Wuxia (Peter Chan, 2011)
Known in the US as Dragon, the actual title of Peter Chan’s 2011 film is Wuxia, the name of a genre of both film and literature, a word that is a compound of “wu” (military) and “xia” (chivalry, more or less). Wuxia stories are stories of warrior heroes, knights-errant, and wandering swordsman who walk the earth behaving nobly, following their code of honor above all else. They tend to inhabit a world outside the normal bounds of society called “jianghu” (literally “rivers and lakes”), filled with martial artists of various clans and sects that are perpetually at war.
Chan, director of the great 1996 romance Comrades, Almost a Love Story sets his film in 1917, the early Republican era in China, one of intense modernization between the demise of the Empire and the war with Japan. Kaneshiro Takeshi is a rationalist detective who, investigating the clearly-in-self-defense killing of a couple of thugs, begins to suspect that the hero, Donnie Yen, is more than a mere paper-maker. Yen, Kaneshiro believes, is a highly developed martial artist, and someone like that, with those skills, can only be an outlaw, an escaped killer. This setup is somewhat akin to David Cronenberg’s A History of Violence, but what follows is (mostly) its own thing.
Kaneshiro’s investigation is fascinating. The fight sequence that kicks the plot into motion comes shortly after the film begins. We see it play out as Yen fights with apparent desperation and lack of skill, a normal guy flailing about, lucking into defeating two more powerful adversaries. But as Kaneshiro looks into it, we get the scene replayed, Chan shifting camera angles to reveal the subtleties of Yen’s technique, digitally freezing and zooming the frame for a closer look, even using CGI to follow nerve points through the body, showing the scientific, physiological basis for the apparently magical fighting techniques.
The film repeatedly questions the utility of Kaneshiro’s pursuit. Yen, regardless of his past, is clearly now a good man. A husband (married to Tang Wei, most known here as the star of Ang Lee’s Lust, Caution) and father and pillar of his community (his paper mill has even led to an economic revival of his village). He is liked and respected by everyone in town. But Kaneshiro’s sense of duty has led him to repress his sense of empathy (literally, with acupuncture). He has made himself into a coldly rational detective, black and white only, consequences be damned. It’s no surprise that Kaneshiro is right that Yen is concealing a dark past, the question is how can he atone for it?
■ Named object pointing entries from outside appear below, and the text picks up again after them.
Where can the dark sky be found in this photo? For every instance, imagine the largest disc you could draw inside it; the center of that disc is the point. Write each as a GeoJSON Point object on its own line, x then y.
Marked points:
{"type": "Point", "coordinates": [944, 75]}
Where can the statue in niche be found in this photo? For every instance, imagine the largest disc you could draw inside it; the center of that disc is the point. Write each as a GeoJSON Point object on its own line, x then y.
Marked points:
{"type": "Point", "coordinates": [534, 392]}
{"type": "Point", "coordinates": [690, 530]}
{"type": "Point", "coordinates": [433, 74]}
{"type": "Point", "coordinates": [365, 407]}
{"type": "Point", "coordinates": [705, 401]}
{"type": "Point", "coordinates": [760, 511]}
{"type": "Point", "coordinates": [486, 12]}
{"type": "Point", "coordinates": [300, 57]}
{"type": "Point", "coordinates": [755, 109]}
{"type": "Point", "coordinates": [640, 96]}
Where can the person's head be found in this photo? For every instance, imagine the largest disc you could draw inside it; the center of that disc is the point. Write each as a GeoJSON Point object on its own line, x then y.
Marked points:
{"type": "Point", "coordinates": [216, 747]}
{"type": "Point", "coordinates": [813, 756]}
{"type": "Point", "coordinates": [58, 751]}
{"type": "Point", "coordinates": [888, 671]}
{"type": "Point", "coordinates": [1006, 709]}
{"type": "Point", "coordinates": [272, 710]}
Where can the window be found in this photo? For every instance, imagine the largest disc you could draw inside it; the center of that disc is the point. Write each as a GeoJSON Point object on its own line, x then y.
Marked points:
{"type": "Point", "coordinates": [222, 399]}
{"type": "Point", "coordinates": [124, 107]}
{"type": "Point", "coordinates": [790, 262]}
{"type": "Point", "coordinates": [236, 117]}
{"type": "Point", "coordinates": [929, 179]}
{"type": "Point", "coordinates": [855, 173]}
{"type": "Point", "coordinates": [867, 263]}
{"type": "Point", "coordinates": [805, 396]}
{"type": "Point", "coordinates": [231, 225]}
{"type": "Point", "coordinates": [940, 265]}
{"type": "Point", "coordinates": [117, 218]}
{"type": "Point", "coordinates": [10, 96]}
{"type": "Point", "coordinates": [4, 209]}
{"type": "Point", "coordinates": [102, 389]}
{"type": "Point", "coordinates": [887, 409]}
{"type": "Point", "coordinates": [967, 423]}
One answer is by going to jail for his crimes. That is society’s answer, and it is Kaneshiro’s as well as he breaks a promise to Yen and reports his suspicions to the proper authorities. But that way leads to disaster, as corrupt officials tip off Yen’s former gang as to his whereabouts, leading to bloody chaos in the formerly peaceful village and a striking homage to Chang Cheh’s The One-Armed Swordsman (hint: someone loses an arm). Yen directs some tremendous fight sequences here, featuring older stars like Kara Hui and Jimmy Wang Yu (the One-Armed Swordsman himself).
The question remains of who is the more chivalrous: the detective who follows the code of law despite all opposition and consequence, humane or otherwise; or the crook who searches for personal reformation outside the designated legal channels? Kaneshiro’s ostensibly normal and respectable world, the world of law and government and society is corrupt, passionless and unfeeling, for all its scientific advancement and insight. Can Yen’s jianghu, for all its superstition, backwardness and ruthless, bloody horror somehow be the more humane world, in that it also allows the space and freedom necessary for redemption? There’s no easy answer and Chan doesn’t give us one. He leaves us, like Cronenberg did, with the family at the breakfast table, a replay of the film’s opening sequence. Same motions, same family, irrevocably changed.